Title insurance can reveal any past problems that may arise when selling a property. While most types
of insurance policies protect against future events, title insurance protects against past events
from coming back to bite property owners

Terms such as “cloud on title” or “defective title” mean there are unresolved issues that could cause
confusion on the ownership of the property. Title insurance helps uncover potential problems such as
liens, foreclosures, inheritance issues, false deeds — anything that could lead to questions about
the legal ownership of a property.

Title Insurance Protects Rights to Ownership

Obtaining title insurance is an important part of conducting due diligence and a successful close of
escrow. Title proves that an owner has the right to possess a specific property and legally sell it.
The last thing a buyer or seller wants during a real estate transaction is for someone to challenge
the owner’s property rights. Every policy is based on the specific property, the terms of the
transaction, and the needs of the buyer and seller.

For commercial properties, there are title insurance policies for both lenders and property owners.
Owner’s title insurance protects the buyer from any disputes, while lender’s title insurance
protects the bank that financed the property.

It Starts With A Title Search

Before issuing a policy, the title insurance company will conduct a title search.
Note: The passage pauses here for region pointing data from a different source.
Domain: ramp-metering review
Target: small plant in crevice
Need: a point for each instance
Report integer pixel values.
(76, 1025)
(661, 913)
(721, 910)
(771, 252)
This helps reveal
any liens or other encumbrance that could cause a third party to dispute the seller’s ownership
rights. If there are any unresolved matters, the title search will uncover it.

The Preliminary Title Report Tells The Story

After the title search is complete, the title insurance company issues a preliminary title report.
This shows the history of the property — mortgages, deeds, easements — everything that has been
recorded on the property. It also lists other information such as zoning, property tax information
and legal description of the property.

Due Diligence

Next, the buyer and the seller will review the findings listed on the preliminary title report. This
provides the seller the chance to challenge any errors and address any problems with title. Equally
important, it gives the buyer opportunity to make sure the property claims of the seller match the
report. Once both the buyer and seller accept the Preliminary Title Report, it will become the final
report used for the title insurance policy.

Common Title Problems

With this in mind, the seller will need to resolve all title issues in order to provide a clear title
to the buyer so the property can legally be sold. To illustrate, here are some examples of common
title problems that a title report may bring to light:

Mechanics Liens

Contractors or anyone who provides services for a property may file a lien on the property to make
sure they get paid for their work. Once the work is complete, they should remove the lien. Problems
often arise when the contractor has not filed the lien removal.

Child Support or Spousal Support Liens

When a divorced spouse does not remove a lien, it can show up decades later. Even if they have
resolved the issue, they must remove the lien in order to have clear title.

Unknown Beneficiaries or Co-Owners

If an owner has inherited a property from a trust, there may be other beneficiaries that would need
to sign the transfer of title. All owners must be identified and available to transfer the property.

Easements

A third party may have the right to use the property for a specific purpose.

Encroachments

The property might encroach on another owner’s land, or vice versa.

In the final analysis, a title insurance policy is the best protection against any unforeseen title
problems that may arise during a real estate transaction. For a relatively small cost, it helps
protect owners rights and remains in effect for as long as they own the property.